First order of business is a correction: last week's editorial (It Ain't Over, www.dmnews.com/articles/2000-07-31/9634.html) mistakenly reported that e-mail marketing firm yesmail.com was put on the anti-spam group Mail Abuse Prevention System LLC's Realtime Blackhole List. Yesmail was never listed. MAPS only threatened to put yesmail on the feared RBL. No excuses for the error.
Meanwhile, e-mails to the editor since last week's editorial were evidence of two camps seemingly incapable of understanding one another. The debate is like one big national information technology department feuding with its marketing counterpart.
“Look, I've got permission to mail these people,” says marketing.
“Ah, but do you really have permission? You marketers seem to think that just because I haven't told you 'no' that you've got permission,” says IT.
“No, really, these people have subscribed. I really have permission.”
“But was the permission box prechecked? If it was prechecked, you don't have explicit permission, you only have implied permission. You need explicit permission…”
At this point in the conversation, physical violence seems unavoidable. “You want an unchecked box? I'll uncheck your damn box…”
As further evidence of this communication gap, one anti-spam advocate sent an e-mail rightfully critical of the factual error in last week's editorial, but then included a link to an article about the need for e-mail filters because of the increasing volume of get-rich-quick, pyramid-scheme-type spam. No one in the yesmail debate is defending spam or the fly-by-night clowns who engage in it.

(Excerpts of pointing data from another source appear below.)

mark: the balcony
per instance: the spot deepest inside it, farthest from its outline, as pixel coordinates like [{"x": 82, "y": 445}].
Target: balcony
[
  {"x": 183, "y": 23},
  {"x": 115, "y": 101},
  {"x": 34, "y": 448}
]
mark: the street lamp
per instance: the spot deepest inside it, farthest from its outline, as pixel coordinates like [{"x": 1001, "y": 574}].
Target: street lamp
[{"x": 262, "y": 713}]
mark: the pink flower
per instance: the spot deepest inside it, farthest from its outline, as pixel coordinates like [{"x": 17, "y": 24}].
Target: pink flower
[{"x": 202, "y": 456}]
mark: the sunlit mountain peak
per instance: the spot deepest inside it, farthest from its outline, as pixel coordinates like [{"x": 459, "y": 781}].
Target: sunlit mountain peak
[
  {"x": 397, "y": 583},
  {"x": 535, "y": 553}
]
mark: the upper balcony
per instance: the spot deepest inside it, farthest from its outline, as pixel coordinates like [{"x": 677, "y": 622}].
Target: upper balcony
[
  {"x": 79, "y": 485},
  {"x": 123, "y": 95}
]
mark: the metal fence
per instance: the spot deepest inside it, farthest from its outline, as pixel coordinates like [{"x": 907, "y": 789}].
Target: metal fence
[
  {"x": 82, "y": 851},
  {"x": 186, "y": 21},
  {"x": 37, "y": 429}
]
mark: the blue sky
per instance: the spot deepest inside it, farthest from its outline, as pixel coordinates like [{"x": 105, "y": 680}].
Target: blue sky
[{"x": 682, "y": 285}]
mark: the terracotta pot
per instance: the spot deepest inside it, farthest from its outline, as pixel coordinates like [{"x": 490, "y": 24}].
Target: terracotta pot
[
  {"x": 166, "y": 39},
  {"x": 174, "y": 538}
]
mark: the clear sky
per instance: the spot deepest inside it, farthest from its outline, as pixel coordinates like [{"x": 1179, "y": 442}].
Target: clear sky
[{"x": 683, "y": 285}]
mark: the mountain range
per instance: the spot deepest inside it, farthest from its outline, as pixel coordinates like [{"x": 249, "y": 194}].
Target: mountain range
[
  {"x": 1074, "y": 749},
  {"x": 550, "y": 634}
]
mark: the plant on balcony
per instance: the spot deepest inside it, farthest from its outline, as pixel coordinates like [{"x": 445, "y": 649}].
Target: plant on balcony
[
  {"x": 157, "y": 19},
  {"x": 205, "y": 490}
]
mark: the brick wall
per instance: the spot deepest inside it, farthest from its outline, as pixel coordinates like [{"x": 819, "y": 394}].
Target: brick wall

To marketers it seems that too many people in the anti-spam camp do not differentiate between spam and permission marketing that isn't quite up to their rigid standards. They see every commercial e-mailer as a spammer whose evil urges are just barely contained.

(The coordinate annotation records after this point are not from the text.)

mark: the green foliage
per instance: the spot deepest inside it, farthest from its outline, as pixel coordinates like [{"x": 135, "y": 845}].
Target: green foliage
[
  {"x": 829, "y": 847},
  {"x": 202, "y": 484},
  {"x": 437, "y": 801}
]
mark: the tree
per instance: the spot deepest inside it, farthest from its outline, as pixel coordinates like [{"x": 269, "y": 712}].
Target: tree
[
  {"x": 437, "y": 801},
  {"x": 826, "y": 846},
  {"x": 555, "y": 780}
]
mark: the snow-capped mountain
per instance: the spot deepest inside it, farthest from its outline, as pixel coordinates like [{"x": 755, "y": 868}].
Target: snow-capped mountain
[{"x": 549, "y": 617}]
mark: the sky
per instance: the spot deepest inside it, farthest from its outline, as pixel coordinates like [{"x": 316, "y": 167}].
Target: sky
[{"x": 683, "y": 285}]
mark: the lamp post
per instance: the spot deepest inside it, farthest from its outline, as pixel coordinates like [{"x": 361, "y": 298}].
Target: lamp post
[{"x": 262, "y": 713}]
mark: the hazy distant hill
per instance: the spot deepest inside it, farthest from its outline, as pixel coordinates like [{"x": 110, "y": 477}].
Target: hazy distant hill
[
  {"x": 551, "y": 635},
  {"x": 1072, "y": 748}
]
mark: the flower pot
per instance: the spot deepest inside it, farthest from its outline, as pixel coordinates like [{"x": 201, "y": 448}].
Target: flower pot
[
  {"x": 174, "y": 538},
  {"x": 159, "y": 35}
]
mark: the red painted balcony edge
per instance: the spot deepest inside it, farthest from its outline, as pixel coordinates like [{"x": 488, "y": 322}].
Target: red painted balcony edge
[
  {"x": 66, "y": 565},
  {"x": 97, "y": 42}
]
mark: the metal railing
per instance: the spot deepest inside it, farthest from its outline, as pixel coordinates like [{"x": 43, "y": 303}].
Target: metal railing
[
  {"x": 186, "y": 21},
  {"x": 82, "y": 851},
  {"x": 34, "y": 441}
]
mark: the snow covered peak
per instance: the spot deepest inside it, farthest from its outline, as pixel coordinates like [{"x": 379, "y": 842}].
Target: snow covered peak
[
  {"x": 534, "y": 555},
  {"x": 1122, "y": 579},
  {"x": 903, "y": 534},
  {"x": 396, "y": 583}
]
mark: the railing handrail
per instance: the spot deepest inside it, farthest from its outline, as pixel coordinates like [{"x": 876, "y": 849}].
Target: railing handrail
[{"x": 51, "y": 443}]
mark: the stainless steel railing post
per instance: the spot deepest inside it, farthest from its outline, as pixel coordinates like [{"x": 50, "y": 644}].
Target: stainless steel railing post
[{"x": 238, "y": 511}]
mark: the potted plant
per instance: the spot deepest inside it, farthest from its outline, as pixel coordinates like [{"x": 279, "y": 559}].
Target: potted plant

To be fair, e-mail administrators have a heck of a job fighting a seemingly ever-rising flood of spam. The RBL is one, albeit mindless, way to do it.
Meanwhile, e-mail from marketers expressed fear, disgust and bewilderment.

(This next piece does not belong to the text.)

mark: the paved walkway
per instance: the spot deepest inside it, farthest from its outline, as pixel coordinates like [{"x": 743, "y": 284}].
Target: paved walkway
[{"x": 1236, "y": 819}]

Said one marketer, “Interestingly, in relating to others outside the business about MAPS, it seems that MAPS compares with the Mafia in many subtle and not-so-subtle ways. Both have created jobs for themselves and are self-appointed police of neighborhoods without government approval, etc., MAPS being the self-appointed police of the Internet 'neighborhood' and if you don't do exactly what they tell you to … you'll pay dearly.”
Like them or hate them, MAPS can reportedly make 40 percent of an e-mail transmission bounce back, so marketers better at least understand why they do what they do.